Briefly, I'm sitting on a Linux cluster, about which the user guide says
that the login nodes are based on the RHEL6, while the computing nodes
use CentOS 6. Jobs are submitted using SLURM.
So there I go, requesting a short interactive test session using:
srun -p test -n4 -t 0:15:00 --pty Rmpi --no-save
Here Rmpi is the modified R_home_dir/bin/R mentioned in the Rprofile file
that comes with Rmpi ("This R profile can be used when a cluster does not
allow spawning --- Another way is to modify R_home_dir/bin/R by
adding...").
When my session starts, I get these messages:
master (rank 0, comm 1) of size 4 is running on: c1
slave1 (rank 1, comm 1) of size 4 is running on: c1
slave2 (rank 2, comm 1) of size 4 is running on: c1
slave3 (rank 3, comm 1) of size 4 is running on: c1
before the prompt. Sounds good, and if I go check top on the c1 node,
there I see 3 R's churning away happily at 100% cpu time, and one not
doing much. As it should be, as far as I can tell?
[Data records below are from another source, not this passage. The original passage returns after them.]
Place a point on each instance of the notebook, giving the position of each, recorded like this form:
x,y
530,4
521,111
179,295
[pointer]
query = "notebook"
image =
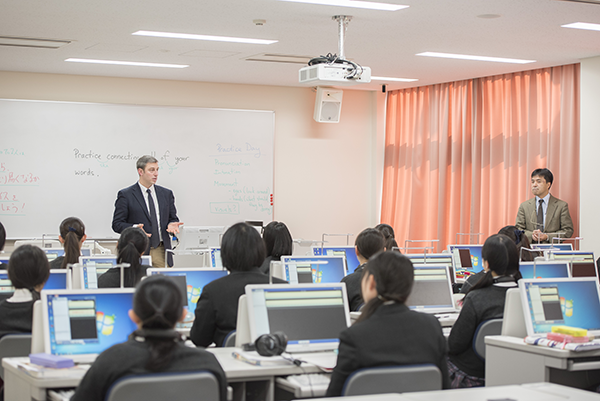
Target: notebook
x,y
572,302
311,315
191,282
314,269
80,324
349,252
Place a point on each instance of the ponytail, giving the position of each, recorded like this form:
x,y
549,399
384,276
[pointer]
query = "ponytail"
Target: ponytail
x,y
158,302
133,242
72,230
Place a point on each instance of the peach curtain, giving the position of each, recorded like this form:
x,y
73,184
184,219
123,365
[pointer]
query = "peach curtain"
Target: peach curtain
x,y
458,156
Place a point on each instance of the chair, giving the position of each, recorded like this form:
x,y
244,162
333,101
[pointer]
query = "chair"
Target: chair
x,y
492,327
12,345
229,340
166,386
393,379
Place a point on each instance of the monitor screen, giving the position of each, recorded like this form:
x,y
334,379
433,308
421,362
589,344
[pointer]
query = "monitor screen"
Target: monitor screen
x,y
348,251
432,290
434,259
191,281
544,269
85,322
312,316
565,246
53,253
215,258
466,264
562,301
314,269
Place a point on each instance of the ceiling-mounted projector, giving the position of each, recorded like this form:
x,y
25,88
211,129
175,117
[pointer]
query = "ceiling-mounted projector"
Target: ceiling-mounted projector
x,y
334,74
333,69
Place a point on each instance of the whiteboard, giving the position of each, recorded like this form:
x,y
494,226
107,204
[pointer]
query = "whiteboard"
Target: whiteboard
x,y
61,159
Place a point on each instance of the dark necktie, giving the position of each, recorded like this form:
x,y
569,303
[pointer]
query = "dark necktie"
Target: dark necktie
x,y
540,225
154,240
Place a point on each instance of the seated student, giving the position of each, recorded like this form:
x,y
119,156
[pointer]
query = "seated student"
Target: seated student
x,y
369,242
28,270
278,242
389,235
2,242
132,244
72,235
484,301
242,251
387,332
520,239
154,347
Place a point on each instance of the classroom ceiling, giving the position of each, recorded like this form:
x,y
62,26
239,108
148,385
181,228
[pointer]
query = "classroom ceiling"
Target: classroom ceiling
x,y
385,41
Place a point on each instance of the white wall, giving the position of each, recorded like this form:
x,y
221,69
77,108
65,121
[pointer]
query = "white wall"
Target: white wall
x,y
327,176
589,192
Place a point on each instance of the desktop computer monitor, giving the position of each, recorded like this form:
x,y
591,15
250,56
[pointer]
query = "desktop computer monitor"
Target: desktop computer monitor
x,y
53,253
191,282
434,259
582,263
564,246
93,267
348,251
466,260
215,258
192,237
80,324
571,302
545,269
311,315
432,290
314,269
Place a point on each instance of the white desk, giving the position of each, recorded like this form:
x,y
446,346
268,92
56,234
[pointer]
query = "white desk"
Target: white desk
x,y
510,361
525,392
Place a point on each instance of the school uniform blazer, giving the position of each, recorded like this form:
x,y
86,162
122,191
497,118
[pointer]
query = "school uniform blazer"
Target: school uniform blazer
x,y
216,310
558,218
393,335
130,209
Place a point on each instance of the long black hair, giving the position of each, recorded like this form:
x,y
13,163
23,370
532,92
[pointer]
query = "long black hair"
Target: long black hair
x,y
133,242
369,242
502,257
389,235
28,267
72,231
394,276
278,240
158,303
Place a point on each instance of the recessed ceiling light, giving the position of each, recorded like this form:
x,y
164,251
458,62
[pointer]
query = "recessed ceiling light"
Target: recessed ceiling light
x,y
204,37
393,79
583,25
86,60
476,58
353,4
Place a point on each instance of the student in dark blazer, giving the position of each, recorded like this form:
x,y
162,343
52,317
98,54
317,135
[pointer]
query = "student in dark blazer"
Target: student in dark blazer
x,y
242,252
28,271
387,332
133,207
155,347
72,235
369,242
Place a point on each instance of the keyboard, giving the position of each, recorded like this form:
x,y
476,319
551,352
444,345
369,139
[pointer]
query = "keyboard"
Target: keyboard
x,y
61,395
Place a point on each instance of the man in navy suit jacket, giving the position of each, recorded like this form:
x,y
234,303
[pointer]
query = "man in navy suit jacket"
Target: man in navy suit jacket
x,y
133,208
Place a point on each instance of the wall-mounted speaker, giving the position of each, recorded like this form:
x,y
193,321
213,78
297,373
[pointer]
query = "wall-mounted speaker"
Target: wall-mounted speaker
x,y
328,105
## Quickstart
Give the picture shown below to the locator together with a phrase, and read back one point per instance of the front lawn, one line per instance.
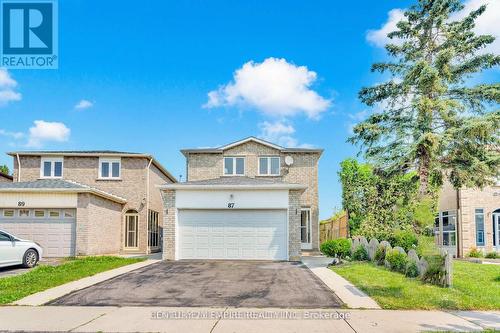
(475, 287)
(45, 277)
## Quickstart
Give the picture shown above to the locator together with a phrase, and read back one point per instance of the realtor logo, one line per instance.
(29, 34)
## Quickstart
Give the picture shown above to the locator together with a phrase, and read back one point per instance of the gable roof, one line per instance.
(94, 153)
(57, 186)
(234, 182)
(221, 149)
(4, 175)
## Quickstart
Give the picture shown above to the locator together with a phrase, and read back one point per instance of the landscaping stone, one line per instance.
(399, 249)
(372, 248)
(413, 256)
(422, 265)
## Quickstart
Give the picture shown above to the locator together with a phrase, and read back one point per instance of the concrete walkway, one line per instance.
(56, 292)
(346, 291)
(153, 319)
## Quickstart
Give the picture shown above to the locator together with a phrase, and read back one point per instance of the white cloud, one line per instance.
(486, 24)
(84, 104)
(13, 135)
(274, 87)
(379, 37)
(7, 85)
(44, 131)
(280, 132)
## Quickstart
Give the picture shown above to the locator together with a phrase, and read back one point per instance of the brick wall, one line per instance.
(304, 171)
(131, 186)
(98, 225)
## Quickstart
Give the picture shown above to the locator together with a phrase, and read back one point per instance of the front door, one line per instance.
(305, 229)
(496, 229)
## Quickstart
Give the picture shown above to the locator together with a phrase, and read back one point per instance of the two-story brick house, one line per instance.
(468, 218)
(250, 199)
(85, 202)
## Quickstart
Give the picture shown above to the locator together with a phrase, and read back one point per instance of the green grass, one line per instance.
(44, 277)
(475, 287)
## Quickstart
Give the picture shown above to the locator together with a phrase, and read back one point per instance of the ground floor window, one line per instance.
(445, 228)
(131, 229)
(479, 219)
(153, 229)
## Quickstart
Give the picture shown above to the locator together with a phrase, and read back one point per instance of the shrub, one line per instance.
(475, 253)
(492, 255)
(397, 260)
(411, 269)
(340, 247)
(380, 255)
(360, 253)
(405, 239)
(435, 273)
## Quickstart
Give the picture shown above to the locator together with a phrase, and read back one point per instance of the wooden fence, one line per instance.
(333, 229)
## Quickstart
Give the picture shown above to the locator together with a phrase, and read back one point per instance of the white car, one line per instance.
(16, 251)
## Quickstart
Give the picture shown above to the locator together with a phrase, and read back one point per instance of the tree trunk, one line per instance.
(423, 172)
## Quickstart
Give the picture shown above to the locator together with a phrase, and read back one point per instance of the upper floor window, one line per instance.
(269, 166)
(234, 166)
(109, 168)
(52, 167)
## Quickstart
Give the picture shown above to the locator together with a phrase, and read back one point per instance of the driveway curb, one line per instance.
(346, 291)
(48, 295)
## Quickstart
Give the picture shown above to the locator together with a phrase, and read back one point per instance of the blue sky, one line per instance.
(135, 76)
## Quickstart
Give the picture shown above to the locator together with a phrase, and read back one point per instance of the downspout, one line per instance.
(459, 227)
(147, 206)
(18, 168)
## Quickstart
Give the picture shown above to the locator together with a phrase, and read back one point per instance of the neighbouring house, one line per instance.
(5, 178)
(250, 199)
(85, 202)
(468, 218)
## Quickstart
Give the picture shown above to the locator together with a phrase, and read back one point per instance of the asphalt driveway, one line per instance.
(210, 284)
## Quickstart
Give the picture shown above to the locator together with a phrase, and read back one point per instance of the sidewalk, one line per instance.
(151, 319)
(48, 295)
(345, 290)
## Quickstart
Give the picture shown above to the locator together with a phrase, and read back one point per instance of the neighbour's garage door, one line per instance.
(232, 234)
(53, 229)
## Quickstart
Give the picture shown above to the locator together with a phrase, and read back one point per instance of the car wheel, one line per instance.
(30, 258)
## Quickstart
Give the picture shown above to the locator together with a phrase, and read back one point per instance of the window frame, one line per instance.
(269, 167)
(234, 158)
(52, 161)
(110, 161)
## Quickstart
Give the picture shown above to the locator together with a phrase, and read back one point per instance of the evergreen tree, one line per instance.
(431, 119)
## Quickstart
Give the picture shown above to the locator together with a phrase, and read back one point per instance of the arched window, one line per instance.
(131, 229)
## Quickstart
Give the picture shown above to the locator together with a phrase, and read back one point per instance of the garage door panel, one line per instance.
(55, 235)
(232, 234)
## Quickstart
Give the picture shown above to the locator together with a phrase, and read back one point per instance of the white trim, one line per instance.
(277, 186)
(65, 190)
(110, 161)
(262, 142)
(234, 166)
(52, 161)
(269, 174)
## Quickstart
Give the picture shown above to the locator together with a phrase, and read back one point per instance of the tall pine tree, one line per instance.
(431, 118)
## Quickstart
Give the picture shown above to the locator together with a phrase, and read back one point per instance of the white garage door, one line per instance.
(232, 234)
(53, 229)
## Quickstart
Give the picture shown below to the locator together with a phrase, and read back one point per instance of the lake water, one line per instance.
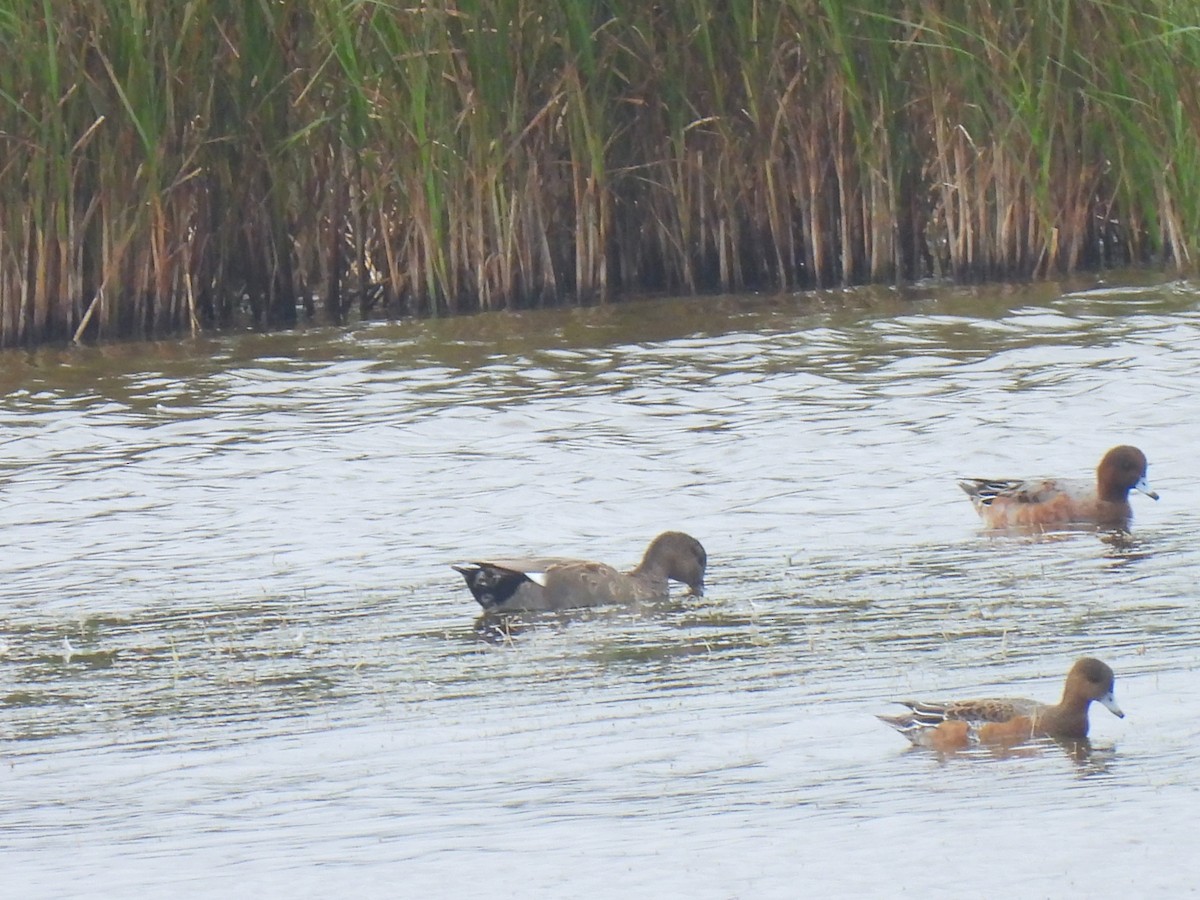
(234, 661)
If I then run this little test:
funtorun<-function(k) {
system.time(sort(runif(1e7)))
}
system.time(a<-mpi.apply(1:3,funtorun))
a
b<-a
system.time(for(i in 1:3) b[[i]]<-system.time(sort(runif(1e7))))
b
it goes through nicely, and the mpi.apply part takes about 2.6 seconds in
total, with each of the 3 sorts taking about that same time, while the
latter for-loop takes about 7 seconds in total, each of the three sorts
taking about 2.3 seconds. Nice, that tells me the workers will do stuff,
simultaneously, when requested correctly.
But if I try this instead:
library(doMPI)
cl<-startMPIcluster()
registerDoMPI(cl)
system.time(a<-foreach(i=1:3) %dopar% system.time(sort(runif(1e7))))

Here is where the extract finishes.